For Azure users, or for those that manage applications written in both Java and .NET, Azure DevOps Server could be a compelling Jenkins alternative.
Roll your own with Maven and Gradle
If a team seeks a Jenkins alternative because it feels the tool is too complex, or its automated builds require significant customizations, another option is to build your own continuous integration server.
Maven provides a comprehensive set of build, test and deploy tools. It offers built-in facilities to package applications, not only as Java-based artifacts such as EAR, JAR and WAR files, but also as Docker images that teams can test and deploy into a Kubernetes cluster.

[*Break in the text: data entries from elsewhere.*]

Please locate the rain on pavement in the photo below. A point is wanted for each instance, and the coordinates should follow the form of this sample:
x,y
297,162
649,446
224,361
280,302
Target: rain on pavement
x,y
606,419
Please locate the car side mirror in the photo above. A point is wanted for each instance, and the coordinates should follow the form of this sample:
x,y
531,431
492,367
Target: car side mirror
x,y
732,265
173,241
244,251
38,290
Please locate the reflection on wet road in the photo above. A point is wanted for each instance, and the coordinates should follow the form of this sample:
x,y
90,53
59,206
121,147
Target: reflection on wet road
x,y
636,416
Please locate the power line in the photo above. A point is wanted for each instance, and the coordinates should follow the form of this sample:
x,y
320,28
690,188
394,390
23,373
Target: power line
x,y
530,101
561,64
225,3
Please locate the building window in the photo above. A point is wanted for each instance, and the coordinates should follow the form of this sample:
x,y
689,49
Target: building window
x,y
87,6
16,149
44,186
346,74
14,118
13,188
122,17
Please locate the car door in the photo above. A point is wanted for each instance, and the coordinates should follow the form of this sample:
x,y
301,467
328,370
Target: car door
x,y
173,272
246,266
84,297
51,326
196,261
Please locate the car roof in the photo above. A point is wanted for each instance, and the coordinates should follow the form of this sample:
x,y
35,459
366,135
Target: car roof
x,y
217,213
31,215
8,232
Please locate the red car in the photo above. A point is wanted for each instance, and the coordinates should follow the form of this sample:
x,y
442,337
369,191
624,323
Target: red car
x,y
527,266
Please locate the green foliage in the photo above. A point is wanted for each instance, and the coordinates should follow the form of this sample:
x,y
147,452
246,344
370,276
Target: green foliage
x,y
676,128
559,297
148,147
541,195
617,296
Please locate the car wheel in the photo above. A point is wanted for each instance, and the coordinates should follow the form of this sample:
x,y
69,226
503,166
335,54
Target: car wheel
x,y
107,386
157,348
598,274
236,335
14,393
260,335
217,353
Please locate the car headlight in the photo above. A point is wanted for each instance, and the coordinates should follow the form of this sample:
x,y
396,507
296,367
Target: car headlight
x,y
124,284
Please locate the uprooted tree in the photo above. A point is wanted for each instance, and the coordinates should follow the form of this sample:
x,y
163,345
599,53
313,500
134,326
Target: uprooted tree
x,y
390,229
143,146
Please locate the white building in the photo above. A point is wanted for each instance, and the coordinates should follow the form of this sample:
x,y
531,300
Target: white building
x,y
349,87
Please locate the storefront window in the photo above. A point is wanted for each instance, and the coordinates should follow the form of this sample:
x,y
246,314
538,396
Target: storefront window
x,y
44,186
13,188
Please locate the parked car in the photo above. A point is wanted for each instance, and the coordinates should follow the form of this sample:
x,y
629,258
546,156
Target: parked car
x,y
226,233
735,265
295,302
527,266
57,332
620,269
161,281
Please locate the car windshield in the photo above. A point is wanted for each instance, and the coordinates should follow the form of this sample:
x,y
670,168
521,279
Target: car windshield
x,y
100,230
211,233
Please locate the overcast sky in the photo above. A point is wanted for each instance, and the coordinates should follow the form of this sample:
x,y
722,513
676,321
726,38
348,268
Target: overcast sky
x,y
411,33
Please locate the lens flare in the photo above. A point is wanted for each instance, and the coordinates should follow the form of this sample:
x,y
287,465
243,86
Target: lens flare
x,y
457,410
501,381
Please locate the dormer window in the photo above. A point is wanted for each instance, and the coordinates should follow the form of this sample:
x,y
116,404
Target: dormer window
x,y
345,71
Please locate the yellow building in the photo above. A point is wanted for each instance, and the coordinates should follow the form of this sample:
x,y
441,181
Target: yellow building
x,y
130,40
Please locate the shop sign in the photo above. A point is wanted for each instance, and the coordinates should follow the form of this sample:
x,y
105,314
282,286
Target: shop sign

The Gradle API enables Java developers to schedule tasks, monitor deployments and interact with external system. If none of the Jenkins alternatives listed here fit your needs, and you have access to talented software developers who understand your automated build needs, the best Jenkins alternative might just be the one you build on your own.
CloudBees CI for a new spin on Jenkins
An organization that uses open source Jenkins may not need a Jenkins alternative so much as an extended version of the tool with professional support.
To expand CI efforts but not abandon Jenkins, consider CloudBees CI (formerly CloudBees Core). This self-service continuous integration server provides both on-premises and cloud-based offerings, supports rapid onboarding and can scale across many development teams.
If an organization wants to use Jenkins but with professional support, CloudBees CI might be the right choice.
Jenkins alternatives roundup
In review, if you are looking for an alternative to Jenkins, the following 10 CI/CD platforms are worth a look:
- GitHub Actions
- Atlassian Bamboo
- JFrog Pipelines
- JetBrains TeamCity
- AWS CodePipeline
- Azure DevOps Server (formerly Microsoft Team Foundation Server)
- Maven and Gradle
- CloudBees CI (formerly CloudBees Core)
A continuous integration server is a key component of the modern DevOps stack. Choose the one that best suits your needs -- whether it is Jenkins or another option-- and enjoy the digital transformation that ensues.